Epistemological considerations have been discussed within the realm of historical scholarship for a very long time. The acknowledgement of a disparity between the past itself and the histories about that past has increasingly also been applied to history curricula in many parts of the world and so called multi-perspectivism now has a prominent place in history teaching. As an important means of promoting a society’s democratic vibrancy, multi-perspectivism enables students to take critical distance from their knowledge claims and helps complicate and counter the powerful effects of pre-given cognitive frames that tend to reinforce national myths. However, these same syllabi are still also vehicles for national cohesion and tend to reconstruct a national past that is not up for debate. This ambiguity embedded in the combination of reconstruction and deconstruction is a difficult landscape for teachers to navigate. This symposium will explore these issues and they will be addressed in different ways from a multitude of perspectives. Accommodation in Umeå (2 nights) will be covered for the ~20 participants invited (see call for papers below regarding how to submit a proposal)
Call for papers
This symposium seeks papers that explore both conceptual as well as empirical approaches to the issues related to epistemic considerations or beliefs that teachers of history might hold. The primary questions that the symposium seeks to address are:
How do teachers, and prospective teachers, reason regarding the epistemic nature of history? How does their reasoning relate to student groups and syllabi and/or philosophical considerations?
To what extent and in what way does teachers’ reasoning regarding these issues influence their teaching?
How do teachers interpret epistemological issues discussed in curricula and syllabi?

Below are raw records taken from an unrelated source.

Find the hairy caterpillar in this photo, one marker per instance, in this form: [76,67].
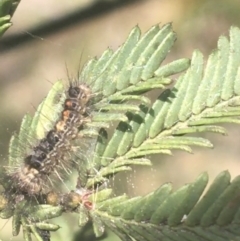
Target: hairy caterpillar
[49,156]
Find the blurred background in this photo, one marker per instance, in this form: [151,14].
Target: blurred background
[49,39]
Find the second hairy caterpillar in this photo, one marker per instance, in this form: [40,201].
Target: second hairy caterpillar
[53,127]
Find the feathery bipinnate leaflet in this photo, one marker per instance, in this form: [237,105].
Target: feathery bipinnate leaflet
[200,99]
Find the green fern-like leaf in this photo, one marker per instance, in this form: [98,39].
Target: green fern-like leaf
[179,215]
[201,99]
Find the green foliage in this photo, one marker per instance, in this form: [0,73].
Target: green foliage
[201,98]
[179,215]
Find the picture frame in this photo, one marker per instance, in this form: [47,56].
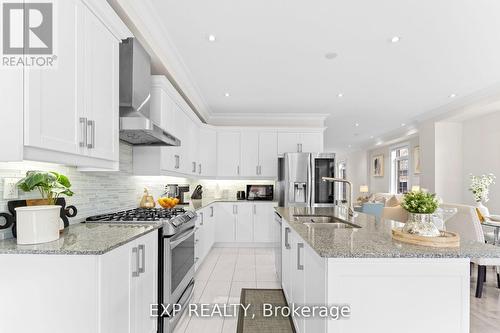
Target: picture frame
[378,166]
[416,160]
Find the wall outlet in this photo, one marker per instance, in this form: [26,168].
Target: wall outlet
[10,190]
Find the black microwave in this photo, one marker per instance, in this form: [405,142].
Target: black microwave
[260,192]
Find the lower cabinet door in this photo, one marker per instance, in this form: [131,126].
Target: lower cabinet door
[263,222]
[144,286]
[315,287]
[286,261]
[244,223]
[225,223]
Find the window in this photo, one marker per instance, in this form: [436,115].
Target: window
[400,170]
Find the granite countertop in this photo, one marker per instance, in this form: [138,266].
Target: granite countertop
[202,203]
[373,239]
[84,239]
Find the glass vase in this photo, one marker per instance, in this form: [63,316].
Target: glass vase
[421,225]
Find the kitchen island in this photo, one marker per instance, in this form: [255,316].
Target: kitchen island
[389,286]
[98,277]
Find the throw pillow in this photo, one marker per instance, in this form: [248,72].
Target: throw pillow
[392,202]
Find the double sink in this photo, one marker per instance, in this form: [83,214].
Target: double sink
[325,220]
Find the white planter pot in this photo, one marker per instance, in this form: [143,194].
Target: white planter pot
[482,209]
[37,224]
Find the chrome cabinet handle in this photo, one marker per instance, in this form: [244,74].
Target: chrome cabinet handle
[83,124]
[135,252]
[177,161]
[142,251]
[300,267]
[91,124]
[287,245]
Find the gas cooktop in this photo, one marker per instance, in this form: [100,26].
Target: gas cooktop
[139,215]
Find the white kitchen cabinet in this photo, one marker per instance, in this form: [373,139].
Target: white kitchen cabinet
[108,293]
[259,154]
[228,154]
[71,111]
[263,222]
[306,142]
[268,154]
[225,219]
[286,258]
[101,89]
[54,98]
[243,223]
[249,148]
[303,278]
[207,153]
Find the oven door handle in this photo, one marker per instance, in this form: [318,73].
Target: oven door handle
[182,237]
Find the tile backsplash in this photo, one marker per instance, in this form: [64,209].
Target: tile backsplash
[102,192]
[95,192]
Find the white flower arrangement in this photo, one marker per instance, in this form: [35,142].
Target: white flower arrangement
[479,186]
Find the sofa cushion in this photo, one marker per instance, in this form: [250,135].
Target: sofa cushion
[392,202]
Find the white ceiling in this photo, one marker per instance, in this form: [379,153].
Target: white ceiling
[270,56]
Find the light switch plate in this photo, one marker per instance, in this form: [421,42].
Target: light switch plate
[10,190]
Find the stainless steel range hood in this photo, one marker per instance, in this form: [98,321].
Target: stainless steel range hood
[136,127]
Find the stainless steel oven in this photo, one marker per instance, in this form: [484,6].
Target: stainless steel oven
[178,284]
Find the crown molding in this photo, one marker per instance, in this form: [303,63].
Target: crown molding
[146,26]
[314,120]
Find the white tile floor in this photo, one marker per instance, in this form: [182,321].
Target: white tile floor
[220,279]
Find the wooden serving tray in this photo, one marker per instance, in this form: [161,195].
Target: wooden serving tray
[447,239]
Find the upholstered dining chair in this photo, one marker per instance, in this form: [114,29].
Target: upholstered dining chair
[467,224]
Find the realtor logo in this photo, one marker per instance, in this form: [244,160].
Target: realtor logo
[28,30]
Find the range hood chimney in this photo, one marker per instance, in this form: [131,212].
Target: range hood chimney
[136,126]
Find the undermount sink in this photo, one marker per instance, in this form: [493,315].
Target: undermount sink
[332,221]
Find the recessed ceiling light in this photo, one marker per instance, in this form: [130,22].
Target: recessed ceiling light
[331,55]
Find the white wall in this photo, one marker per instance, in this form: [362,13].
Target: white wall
[383,184]
[448,161]
[481,155]
[356,169]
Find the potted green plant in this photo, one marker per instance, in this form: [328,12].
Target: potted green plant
[421,207]
[39,223]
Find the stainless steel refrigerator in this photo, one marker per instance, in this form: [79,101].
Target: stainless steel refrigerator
[300,180]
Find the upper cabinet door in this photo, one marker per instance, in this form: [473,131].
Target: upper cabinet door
[53,97]
[312,142]
[101,86]
[249,154]
[228,154]
[268,154]
[288,142]
[207,152]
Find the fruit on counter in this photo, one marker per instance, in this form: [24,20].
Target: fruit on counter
[168,202]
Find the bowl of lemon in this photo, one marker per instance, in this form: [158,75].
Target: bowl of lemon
[168,202]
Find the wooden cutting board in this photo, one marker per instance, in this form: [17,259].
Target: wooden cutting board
[446,240]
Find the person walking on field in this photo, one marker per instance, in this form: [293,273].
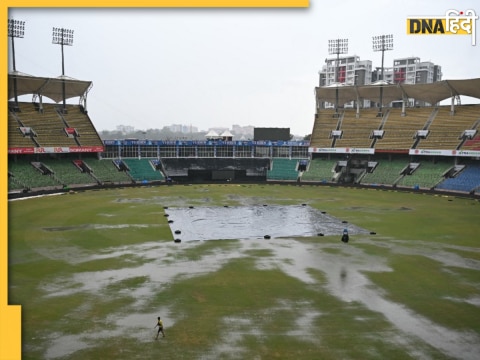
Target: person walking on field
[160,327]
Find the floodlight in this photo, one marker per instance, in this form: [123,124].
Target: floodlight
[62,36]
[338,46]
[382,42]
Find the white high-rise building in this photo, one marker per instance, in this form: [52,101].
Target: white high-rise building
[351,71]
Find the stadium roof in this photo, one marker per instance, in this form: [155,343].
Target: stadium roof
[431,93]
[49,87]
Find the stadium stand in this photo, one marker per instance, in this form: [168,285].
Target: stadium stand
[427,175]
[387,172]
[400,130]
[320,169]
[324,123]
[467,180]
[142,170]
[446,129]
[55,148]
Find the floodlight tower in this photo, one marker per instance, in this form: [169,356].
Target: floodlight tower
[62,37]
[16,29]
[382,43]
[337,46]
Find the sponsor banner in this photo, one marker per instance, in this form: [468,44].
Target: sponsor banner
[129,142]
[369,151]
[55,150]
[433,152]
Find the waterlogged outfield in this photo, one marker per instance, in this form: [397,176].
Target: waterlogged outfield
[93,270]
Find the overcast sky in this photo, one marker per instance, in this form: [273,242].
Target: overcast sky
[218,67]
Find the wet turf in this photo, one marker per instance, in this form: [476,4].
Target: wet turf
[93,270]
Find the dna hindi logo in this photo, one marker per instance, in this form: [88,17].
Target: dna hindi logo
[454,22]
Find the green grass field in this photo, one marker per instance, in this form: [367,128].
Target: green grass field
[93,270]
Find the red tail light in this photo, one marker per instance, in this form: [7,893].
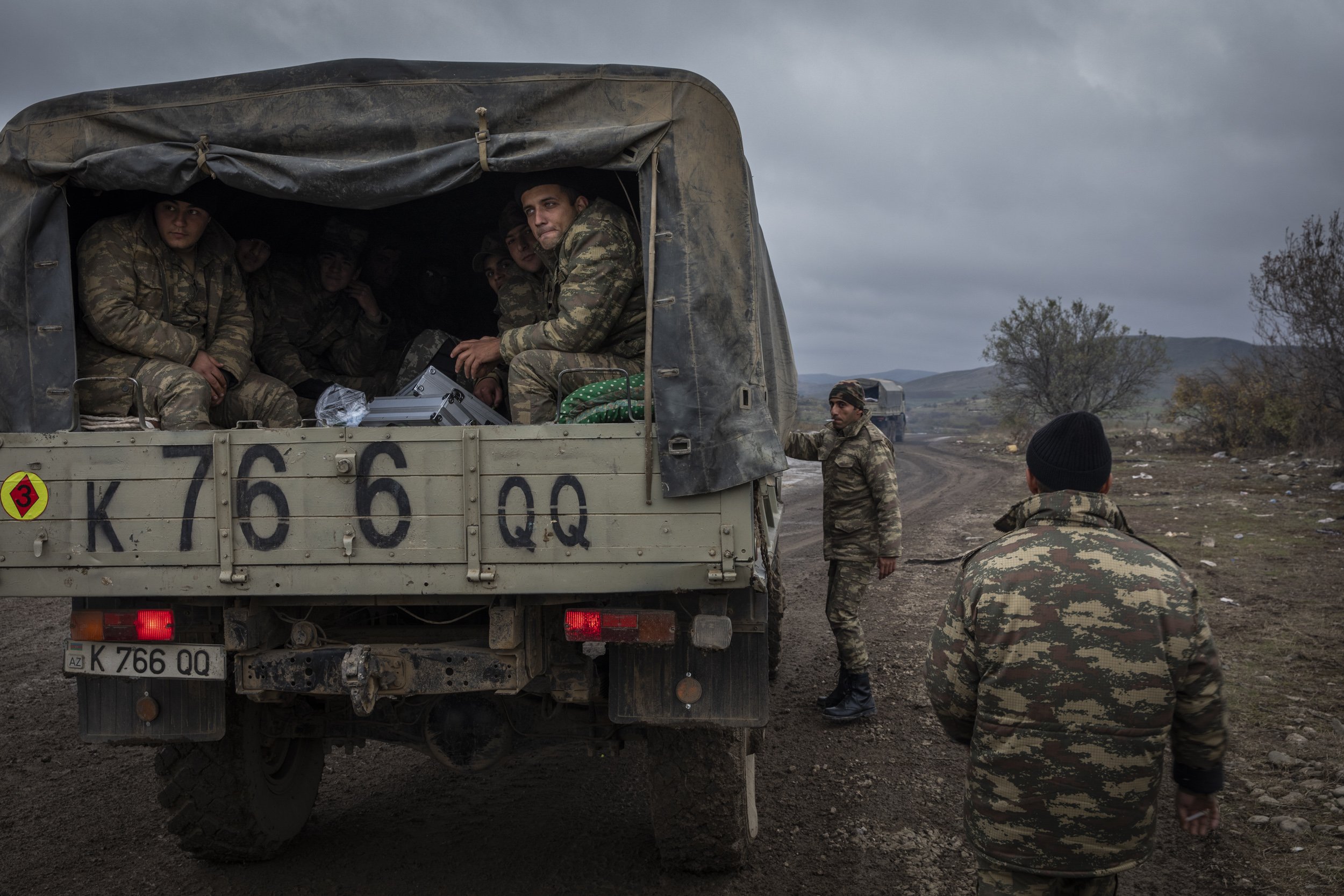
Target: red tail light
[121,625]
[154,625]
[621,626]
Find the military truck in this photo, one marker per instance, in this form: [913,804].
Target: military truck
[251,598]
[888,402]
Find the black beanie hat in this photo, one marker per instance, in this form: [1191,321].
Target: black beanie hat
[1070,451]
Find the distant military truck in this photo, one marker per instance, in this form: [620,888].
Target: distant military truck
[246,598]
[888,402]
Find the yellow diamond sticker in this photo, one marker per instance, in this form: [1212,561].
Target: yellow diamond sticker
[23,496]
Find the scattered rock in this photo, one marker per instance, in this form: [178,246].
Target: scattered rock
[1291,824]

What are the implications for prospective history teacher training and for in-service training of history teachers?
We seek submissions of abstracts of no more than 300 words proposing papers that can be presented at the symposium in Umeå on October 13–14, 2022. The convenors intend to publish the papers presented at the symposium as an edited volume with a major academic publishing house.
To submit a paper proposal, please present a 300-word abstract that includes the title of your paper, a description of the topic, as well as the intended theoretical and methodological approach, your email address, and a short bio (2–3 sentences). Send your abstract to email@example.com.
The deadline for submitting abstracts is 15 February 2022.
Applicants will be notified of acceptance by the end of February 2022.